Entry into a Material Definitive Agreement, Other Events, Financial Statements and


Item 1.01. Entry into a Material Definitive Agreement.

On July 17, 2013, Allstate Life Insurance Company ("Allstate"), an indirect wholly owned subsidiary of the Registrant, entered into a stock purchase agreement (the "Purchase Agreement") with Resolution Life Holdings, Inc. ("Resolution Life") and Resolution Life L.P. Pursuant to the terms of the Purchase Agreement, Resolution Life has agreed to acquire all of the shares of Allstate's wholly owned subsidiary, Lincoln Benefit Life Company ("Lincoln"), for cash equal to $600 million, subject to adjustment as specified in the Purchase Agreement.

Pursuant to a reinsurance agreement, Allstate will continue to reinsure on a 100% coinsurance basis, life insurance policies sold through the Allstate agency channel, variable annuities previously retroceded by Allstate to insurance affiliates of Prudential Financial, Inc., and certain other annuity business. In addition, at the closing of the transactions, Allstate will enter into agreements to provide administrative and transition services to Resolution Life.

The Purchase Agreement contains customary representations and warranties as well as covenants by each of the parties. The representations and warranties in the Purchase Agreement are the product of negotiation among the parties to the Purchase Agreement and are for the sole benefit of such parties. Any inaccuracies of such representations and warranties are subject to waiver by such parties in accordance with the Purchase Agreement without notice or liability to any other person. In some instances, the representations and warranties in the Purchase Agreement may represent an allocation among the parties of risk associated with particular matters, and the assertions embodied in those representations and warranties are qualified by information disclosed by one party to the other in connection with the execution of the Purchase Agreement. Consequently, persons other than the parties to the Purchase Agreement may not rely upon the representations and warranties in the Purchase Agreement as characterizations of actual facts or circumstances as of the date of the Purchase Agreement or as of any other date.

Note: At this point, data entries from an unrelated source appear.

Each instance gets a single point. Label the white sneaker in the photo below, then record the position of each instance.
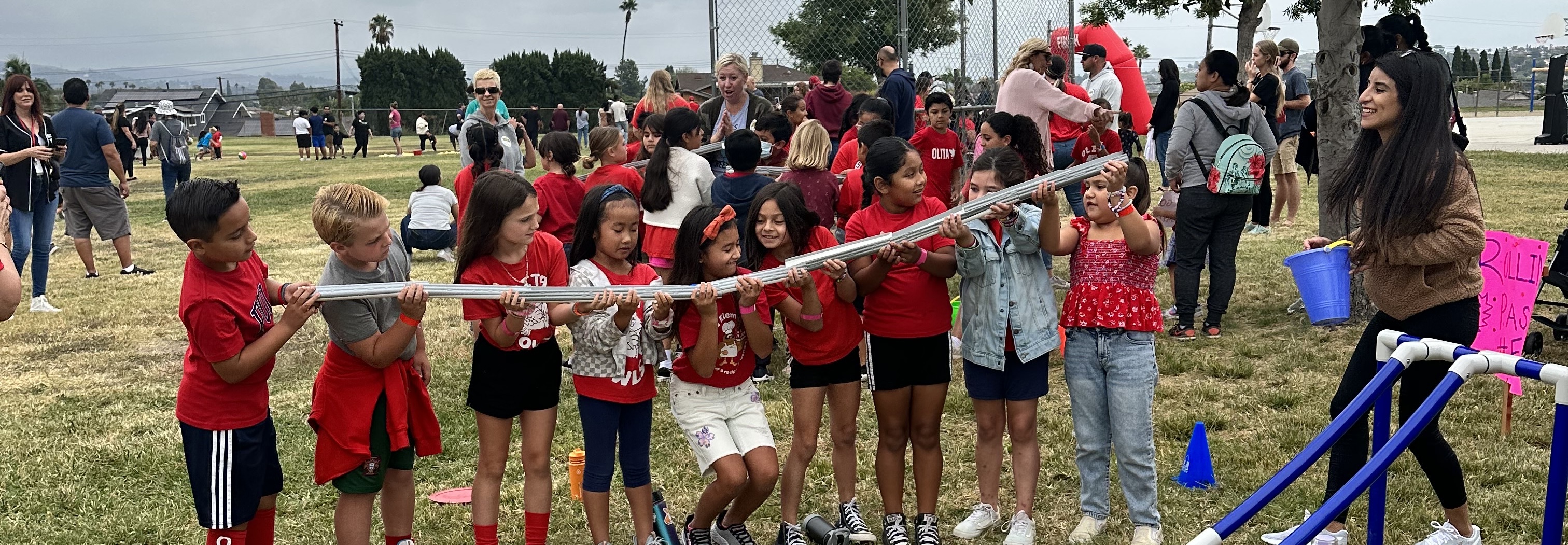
(1341, 538)
(979, 521)
(40, 304)
(1086, 532)
(1147, 536)
(1446, 535)
(1021, 532)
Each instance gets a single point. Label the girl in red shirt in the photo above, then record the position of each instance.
(824, 332)
(907, 315)
(516, 359)
(712, 395)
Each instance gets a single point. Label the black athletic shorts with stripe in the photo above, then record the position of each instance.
(231, 470)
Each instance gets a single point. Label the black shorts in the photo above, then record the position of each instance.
(844, 370)
(231, 470)
(904, 362)
(507, 383)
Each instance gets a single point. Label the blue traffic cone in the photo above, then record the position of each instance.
(1197, 470)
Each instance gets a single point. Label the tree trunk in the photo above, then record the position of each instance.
(1338, 80)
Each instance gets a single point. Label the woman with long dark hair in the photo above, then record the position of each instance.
(1420, 246)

Each of Allstate and Resolution Life has agreed to indemnify the other for breaches or inaccuracies of its representations, warranties, and covenants as well as for certain other specified matters.

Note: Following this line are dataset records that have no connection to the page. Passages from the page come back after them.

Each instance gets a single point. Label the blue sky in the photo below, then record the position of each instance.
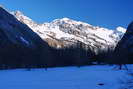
(106, 13)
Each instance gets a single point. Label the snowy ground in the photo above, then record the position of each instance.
(63, 78)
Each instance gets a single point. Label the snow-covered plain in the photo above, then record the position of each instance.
(88, 77)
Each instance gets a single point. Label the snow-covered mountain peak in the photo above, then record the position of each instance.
(121, 29)
(65, 32)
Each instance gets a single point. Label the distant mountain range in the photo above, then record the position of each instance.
(66, 32)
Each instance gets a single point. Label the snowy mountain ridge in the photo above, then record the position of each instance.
(66, 32)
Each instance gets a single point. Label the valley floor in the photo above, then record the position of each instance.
(89, 77)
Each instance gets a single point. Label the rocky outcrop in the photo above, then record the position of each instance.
(66, 32)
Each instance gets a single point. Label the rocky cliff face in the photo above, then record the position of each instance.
(66, 32)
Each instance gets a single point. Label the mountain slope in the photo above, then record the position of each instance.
(66, 32)
(19, 44)
(125, 46)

The transaction is expected to close in the fourth quarter of 2013. Completion of the transaction is subject to receipt of insurance regulatory approvals and satisfaction of other customary closing conditions.

The above description of the Purchase Agreement and the agreed forms of the related agreements does not purport to be complete and is qualified in its entirety by reference to the full text of the Purchase Agreement and such forms of related agreements filed herewith as Exhibit 10.1.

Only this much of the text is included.